GABAPENTIN belongs to a group of medications called anticonvulsants used to manage or prevent neuropathic pain and epilepsy. Besides this, occasionally used to treat migraine headaches. Neuropathic pain is a chronic progressive nerve disease that causes nerve pain. On the other hand, epilepsy is a nervous system disorder that occurs due to disturbed nerve cell activity in the brain.
GABAPENTIN contains Gabapentin’ which works by binding to the specific site on voltage-gated calcium channels; this helps in relieving nerve pain and lowers the risk of seizures. Besides this, it also decreases the number of pain signals sent out by damaged nerves in the body.

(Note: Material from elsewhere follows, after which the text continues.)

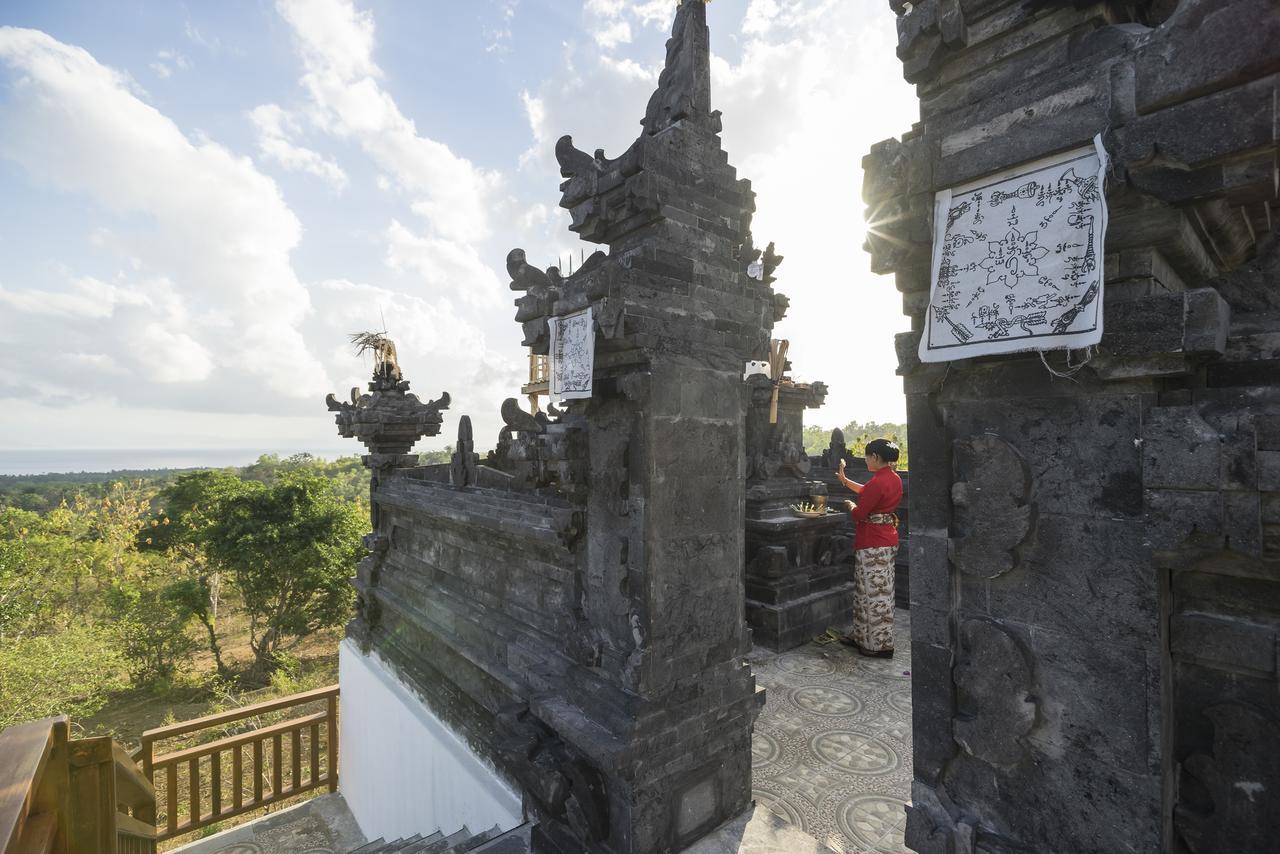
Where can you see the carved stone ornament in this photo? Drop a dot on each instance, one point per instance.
(995, 706)
(388, 420)
(991, 496)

GABAPENTIN is available on prescription. It comes as capsules, tablets, and a liquid that you drink. GABAPENTIN can be taken by adults and children aged six years and over. Take GABAPENTIN exactly as directed. Please do not take more or less of it or take it more often than prescribed by your doctor. Sometimes, you may experience some side effects, including feeling sleepy, tired and dizzy. Most of these side effects do not require medical attention and will resolve gradually over time. However, you are advised to talk to your doctor if you experience these side effects persistently.

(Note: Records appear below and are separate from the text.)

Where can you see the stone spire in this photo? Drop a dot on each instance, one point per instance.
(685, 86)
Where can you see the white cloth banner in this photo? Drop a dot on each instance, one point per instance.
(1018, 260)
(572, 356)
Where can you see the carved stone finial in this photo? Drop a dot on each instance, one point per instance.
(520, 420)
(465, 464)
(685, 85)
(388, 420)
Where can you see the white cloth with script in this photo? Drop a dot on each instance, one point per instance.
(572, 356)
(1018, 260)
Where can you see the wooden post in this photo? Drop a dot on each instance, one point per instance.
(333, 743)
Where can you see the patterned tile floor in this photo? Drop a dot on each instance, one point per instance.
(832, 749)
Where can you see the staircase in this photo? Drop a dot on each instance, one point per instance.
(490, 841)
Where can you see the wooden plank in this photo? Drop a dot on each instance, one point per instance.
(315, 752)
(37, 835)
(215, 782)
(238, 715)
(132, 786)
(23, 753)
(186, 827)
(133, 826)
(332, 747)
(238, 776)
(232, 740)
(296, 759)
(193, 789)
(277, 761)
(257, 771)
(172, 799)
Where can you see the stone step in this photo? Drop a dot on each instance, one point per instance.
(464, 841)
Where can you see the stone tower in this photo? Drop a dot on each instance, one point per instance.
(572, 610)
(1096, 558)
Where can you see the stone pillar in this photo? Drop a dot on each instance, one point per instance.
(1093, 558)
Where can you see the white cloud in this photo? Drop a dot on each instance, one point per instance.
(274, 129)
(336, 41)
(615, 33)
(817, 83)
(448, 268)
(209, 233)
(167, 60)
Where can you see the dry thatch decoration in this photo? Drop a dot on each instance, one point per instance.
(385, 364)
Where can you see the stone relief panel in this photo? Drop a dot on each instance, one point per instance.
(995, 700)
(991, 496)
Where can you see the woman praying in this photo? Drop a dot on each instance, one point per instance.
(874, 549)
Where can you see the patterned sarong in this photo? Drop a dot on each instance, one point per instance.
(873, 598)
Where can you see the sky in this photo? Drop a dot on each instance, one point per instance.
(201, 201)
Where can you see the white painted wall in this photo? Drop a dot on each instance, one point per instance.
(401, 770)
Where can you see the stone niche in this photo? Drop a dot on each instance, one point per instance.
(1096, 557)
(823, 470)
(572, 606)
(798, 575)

To treat your condition effectually, continue taking GABAPENTIN for as long as your doctor has prescribed. Please do not stop taking GABAPENTIN without consulting your doctor as it could cause withdrawal symptoms. Do not take GABAPENTIN if you are pregnant or breastfeeding unless prescribed by the doctor. GABAPENTIN may cause drowsiness and dizziness, so drive if you are alert. GABAPENTIN should not be given to children unless prescribed. Avoid consuming alcohol along with GABAPENTIN as it could lead to increased dizziness and sleepiness. Keep your doctor informed of your health condition and medicines to rule out any side effects.
Uses of GABAPENTIN
Neuropathic pain, Epilepsy.
GABAPENTIN belongs to a class of medications called ‘anticonvulsants’ used to prevent neuropathic pain (pain due to damaged nerves), fibromyalgia (musculoskeletal pain), and epilepsy (fits). It works by binding to the specific site on voltage-gated calcium channels and blocking the action of overexcited channels; this helps in relieving nerve pain and lowers the risk of seizures. Overall it reduces nerve pain by interfering with pain signals travelling through the damaged nerves and the brain.